Should I expect longer? Chester is almost five and a half months old and has a very soft and plush coat. Skin is perfectly healthy, but I was hoping to have more of a longer coat by now. Ruthie's puppy Charlie, has a longer coat than Chester, and Chester's coat is half that long. I just measured the length of his coat and it is 3 and 1/4 in. long. He got a bath today and we use regular tearless puppy shampoo, but I read somewhere that puppies don't need conditioner until they are like 6 months or something. Chester is fine with it - no itching or irritation. He has only gone to the groomers twice, both for just a trim. I would appreciate some feed back on whether I should not worry about it, start using conditioner, or whatever. Thanks!:becky:


----------



## Suzi (Oct 27, 2010)

If his hair is soft and his skin is good I think its fine not to use a conditioner. I don't think any of that has to do with how long his coat is. If he has had two trims that is probably why. When he starts getting tangles thats when you might want to add conditioner.IMO you can use human products on him. I have several friends that show and just use pantene inexpensive conditioner. You might just try some and see if you like it.


----------



## krandall (Jun 11, 2009)

If you are having him trimmed, especially if he's been trimmed twice by 5 months, the groomer is probably cutting off hair almost as fast as it is growing. It takes a long time to grow a long coat... A Havanese coat isn't considered mature until they are 3 years old! If you want him to have a long coat, I'd stop having him trimmed at all. People who keep there dogs in full coat don't trim except for feet and sanitary... It's actually against the rules if you are going to show. I know you're not planning to, but just for comparison in terms of growing coats. There are a few people on the forum who keep their dogs in long coats, but trim their bangs, and that's a fine alternative too, if you don't want to deal with putting his hair up in a pony tail all the time.
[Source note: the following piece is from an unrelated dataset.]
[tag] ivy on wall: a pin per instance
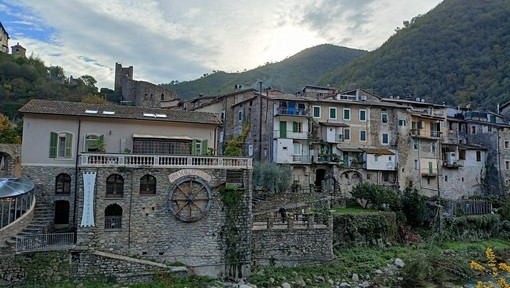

The other thing is that some Havanese puppies DO get their coats later than others. Kodi had less coat than a lot of forum puppies at 4-5 months, but he caught up. We had another puppy on the forum (I can't remember who, right now) who had such a short coat for so long that some people were wondering if she was a short haired Havanese, except she had more facial hair. She eventually grew a beautiful full coat... Just much later than the average Havanese.

One way or the other, I wouldn't worry about your beautiful boy!


----------



## Ruthiec (Jun 18, 2013)

Hey Ruth, I think Karen is right. I've only taken Charlie to be groomed once and that was for a sanitary and face trim. So he's never had anything trimmed off his main coat or legs, just his feet. That's probably why his hair is so much longer than Chester's. Also Chester has such long legs  that I guess his hair will have to grow quite a lot before he looks long-haired IYKWIM.


----------